# Suzuki DF30A: Cayo 173



## RunningOnEmpty (Jun 20, 2015)

I don't own a cayo, but I have the new suzuki and stainless props chatter really bad. My first stainless prop was a power tech reb3 and the chatter was ridiculous. It honestly sounded like the motor was about to come apart. I was told the power tech is too heavy and to try a different prop. Now I have a ballistic 13p and the chatter is almost gone. The ballistic 13P should be too much for my setup, but it's faster and it has a better holeshot than the power tech 11P. The ballistic only comes in 13 and 15 pitch. Solas new Saturn and stiletto are another option. Please give me a update after you get your new stainless prop. https://www.deepblueyachtsupply.com/933013-ballistic-xhs-boat-propeller


----------



## el9surf (Dec 23, 2008)

Any updates? I have the 30 zuke on my glades skiff, stock aluminum prop for now. Seeing 29-30 running solo. I imagine I could get a few more mph with the right prop.


----------



## Tankhead (Aug 28, 2015)

el9surf said:


> Any updates? I have the 30 zuke on my glades skiff, stock aluminum prop for now. Seeing 29-30 running solo. I imagine I could get a few more mph with the right prop.

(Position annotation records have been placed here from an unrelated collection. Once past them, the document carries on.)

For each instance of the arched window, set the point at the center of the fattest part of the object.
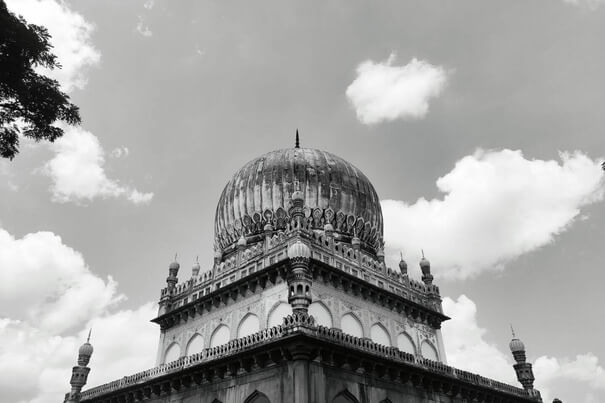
(345, 397)
(195, 345)
(257, 397)
(321, 314)
(220, 336)
(405, 343)
(173, 352)
(380, 335)
(248, 325)
(349, 324)
(278, 313)
(429, 351)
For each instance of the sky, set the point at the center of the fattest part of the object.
(479, 123)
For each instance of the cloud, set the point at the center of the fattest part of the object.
(579, 380)
(119, 152)
(497, 206)
(77, 171)
(70, 37)
(45, 318)
(384, 92)
(143, 28)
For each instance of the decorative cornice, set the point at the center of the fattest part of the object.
(328, 346)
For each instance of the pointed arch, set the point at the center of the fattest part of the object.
(321, 313)
(173, 352)
(248, 325)
(221, 335)
(428, 350)
(345, 397)
(405, 343)
(257, 397)
(379, 334)
(277, 313)
(195, 344)
(350, 324)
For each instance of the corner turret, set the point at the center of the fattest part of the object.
(79, 373)
(524, 371)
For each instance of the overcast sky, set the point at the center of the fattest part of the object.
(480, 124)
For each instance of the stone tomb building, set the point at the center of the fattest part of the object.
(299, 306)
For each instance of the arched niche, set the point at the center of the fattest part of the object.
(257, 397)
(349, 324)
(220, 336)
(345, 397)
(380, 335)
(173, 352)
(278, 313)
(248, 325)
(405, 343)
(429, 351)
(321, 313)
(195, 344)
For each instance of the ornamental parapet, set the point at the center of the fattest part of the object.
(246, 263)
(328, 340)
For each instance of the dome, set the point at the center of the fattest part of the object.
(516, 345)
(333, 191)
(85, 349)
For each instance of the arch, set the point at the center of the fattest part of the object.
(321, 313)
(429, 351)
(278, 313)
(195, 344)
(345, 397)
(351, 325)
(221, 335)
(405, 343)
(173, 352)
(257, 397)
(248, 325)
(379, 334)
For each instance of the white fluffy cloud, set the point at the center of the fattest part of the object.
(46, 317)
(70, 37)
(77, 171)
(573, 380)
(384, 92)
(497, 206)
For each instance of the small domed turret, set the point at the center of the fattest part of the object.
(516, 346)
(195, 269)
(85, 351)
(403, 266)
(299, 250)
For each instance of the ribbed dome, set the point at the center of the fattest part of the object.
(333, 191)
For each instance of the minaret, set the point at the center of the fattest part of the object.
(425, 266)
(403, 266)
(299, 277)
(79, 373)
(525, 375)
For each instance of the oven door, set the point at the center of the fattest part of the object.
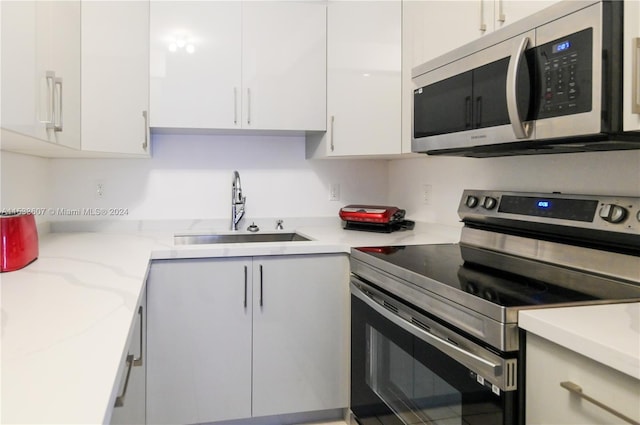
(402, 373)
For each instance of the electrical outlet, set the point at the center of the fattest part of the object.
(99, 189)
(334, 192)
(426, 193)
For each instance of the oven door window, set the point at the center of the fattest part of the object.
(412, 391)
(398, 378)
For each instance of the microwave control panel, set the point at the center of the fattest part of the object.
(565, 75)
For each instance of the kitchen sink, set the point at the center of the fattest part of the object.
(214, 238)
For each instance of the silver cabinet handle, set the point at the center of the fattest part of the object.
(635, 72)
(120, 399)
(521, 129)
(58, 124)
(138, 361)
(248, 106)
(501, 17)
(333, 147)
(577, 390)
(261, 287)
(245, 286)
(145, 143)
(50, 76)
(235, 106)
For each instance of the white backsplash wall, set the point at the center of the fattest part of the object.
(616, 173)
(24, 183)
(189, 177)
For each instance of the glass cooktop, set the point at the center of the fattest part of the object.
(444, 263)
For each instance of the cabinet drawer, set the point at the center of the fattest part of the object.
(547, 402)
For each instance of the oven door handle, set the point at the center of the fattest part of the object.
(462, 356)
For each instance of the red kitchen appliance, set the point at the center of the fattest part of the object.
(374, 218)
(18, 241)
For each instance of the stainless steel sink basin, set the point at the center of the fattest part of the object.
(213, 238)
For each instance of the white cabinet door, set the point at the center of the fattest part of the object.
(199, 339)
(364, 60)
(238, 65)
(631, 81)
(41, 70)
(115, 76)
(196, 64)
(130, 405)
(548, 365)
(300, 333)
(284, 65)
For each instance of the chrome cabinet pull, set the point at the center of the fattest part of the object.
(501, 17)
(120, 399)
(50, 77)
(483, 25)
(245, 286)
(235, 106)
(635, 72)
(333, 147)
(58, 123)
(261, 287)
(249, 106)
(521, 129)
(145, 143)
(577, 390)
(138, 361)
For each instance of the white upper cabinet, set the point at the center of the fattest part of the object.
(509, 11)
(364, 59)
(196, 64)
(437, 27)
(41, 70)
(115, 77)
(238, 65)
(284, 49)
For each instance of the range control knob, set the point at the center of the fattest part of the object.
(472, 201)
(613, 213)
(489, 203)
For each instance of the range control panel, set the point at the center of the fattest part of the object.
(608, 213)
(565, 75)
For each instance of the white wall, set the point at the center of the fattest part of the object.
(616, 173)
(24, 182)
(190, 177)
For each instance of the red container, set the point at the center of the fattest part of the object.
(18, 241)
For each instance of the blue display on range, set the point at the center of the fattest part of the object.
(561, 47)
(544, 204)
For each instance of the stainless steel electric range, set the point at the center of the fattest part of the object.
(435, 336)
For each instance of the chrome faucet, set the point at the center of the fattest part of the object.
(237, 201)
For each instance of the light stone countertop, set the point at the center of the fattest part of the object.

Nothing yet, still haven't hit 20 hours yet. I'd like to cruise closer to 30 with two guys though.


----------



## GatorFan321 (Jun 8, 2016)

RunningOnEmpty said:


> I don't own a cayo, but I have the new suzuki and stainless props chatter really bad. My first stainless prop was a power tech reb3 and the chatter was ridiculous. It honestly sounded like the motor was about to come apart. I was told the power tech is too heavy and to try a different prop. Now I have a ballistic 13p and the chatter is almost gone. The ballistic 13P should be too much for my setup, but it's faster and it has a better holeshot than the power tech 11P. The ballistic only comes in 13 and 15 pitch. Solas new Saturn and stiletto are another option. Please give me a update after you get your new stainless prop. https://www.deepblueyachtsupply.com/933013-ballistic-xhs-boat-propeller


What boat do you have? I have a ShadowCast with the Suzuki that I will eventually be getting a prop for.


----------



## RunningOnEmpty (Jun 20, 2015)

GatorFan321 said:


> What boat do you have? I have a ShadowCast with the Suzuki that I will eventually be getting a prop for.


I'm too ashamed to mention my boat here. This thread should be very helpful http://www.microskiff.com/threads/ec-glide-prop-for-30suzuki.39151/


----------